As one of the most populous countries globally, the United States admits to the right of asylum provided that the entity fits the standard of the law. Over the past years, the country had accepted ten thousand asylum seekers or refugees per year, making the U.S. the most eligible country to seek asylum. Much like per country’s immigration laws, the United States also holds strict asylum law according to the applicant’s type of seeker. One of which is applying for the affirmative asylum process.
The United States divides asylum seekers into two sections: affirmative and defensive. Both types require a unique process and government officials to be approved. As for affirmative, the process of application is submitted through the USCIS.
According to the United States Citizenship and Immigration Services, to apply for affirmative asylum, the petitioner should be residing in the United States firsthand regardless of what type of arrival or immigration status. Valid applicants should appeal within one year of the latest arrival in the United States. However, this may be altered if valid reasons regarding the change in circumstances are the reason to delay filing (subject to the officials’ approval).
To achieve complete application, the applicant needs to submit the necessary forms to the USCIS. These forms required are as follows:
After submission, it will then be processed for approval. However, the processing length is on a case-to-case basis; it varies depending on the petitioner’s situation. Some can lead to months or several years. This is one of the primary reasons the United States’ asylum-seeker rate increases in number not just per quarter or year but also per month.
As per the National Immigration Forum, USCIS is enforced by the Immigration of Nationality Act (INA) to schedule the first interview 45 days after submission of requirements. After this interview time frame, the approval decision is limited to 180 days (after the date of application).
Compared to seekers under the defensive asylum process, the affirmatives have a more straightforward waiting game. For defensive, they are subject to follow the immigration court rules secondary to their residence status (outside the United States), which makes it even harder since the immigration court has been known and recorded to have hundred-thousands of imminent cases.
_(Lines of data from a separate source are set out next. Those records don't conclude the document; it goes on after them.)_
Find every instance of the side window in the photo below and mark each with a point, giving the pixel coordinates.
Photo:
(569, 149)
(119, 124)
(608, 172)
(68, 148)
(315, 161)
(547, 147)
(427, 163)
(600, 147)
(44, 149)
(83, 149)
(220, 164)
Besides, the immigration court’s waiting duration for an immigration hearing is on an average of 23 months or almost two years.
Regardless of which type of asylum seeker the petitioner is, both have the right to hire or reach out for help to an asylum or immigration lawyer. Given that the asylum cases are one of the most complex and involve many federal laws, it is recommended for a seeker to have one.
Since most are between the eligibility of the applicant to meet the criteria of an asylee or refugee and the government officials, it is best to have a reliable legal representative that can see the applicant’s case in full view and perspective, having the right amount of knowledge to put it in court.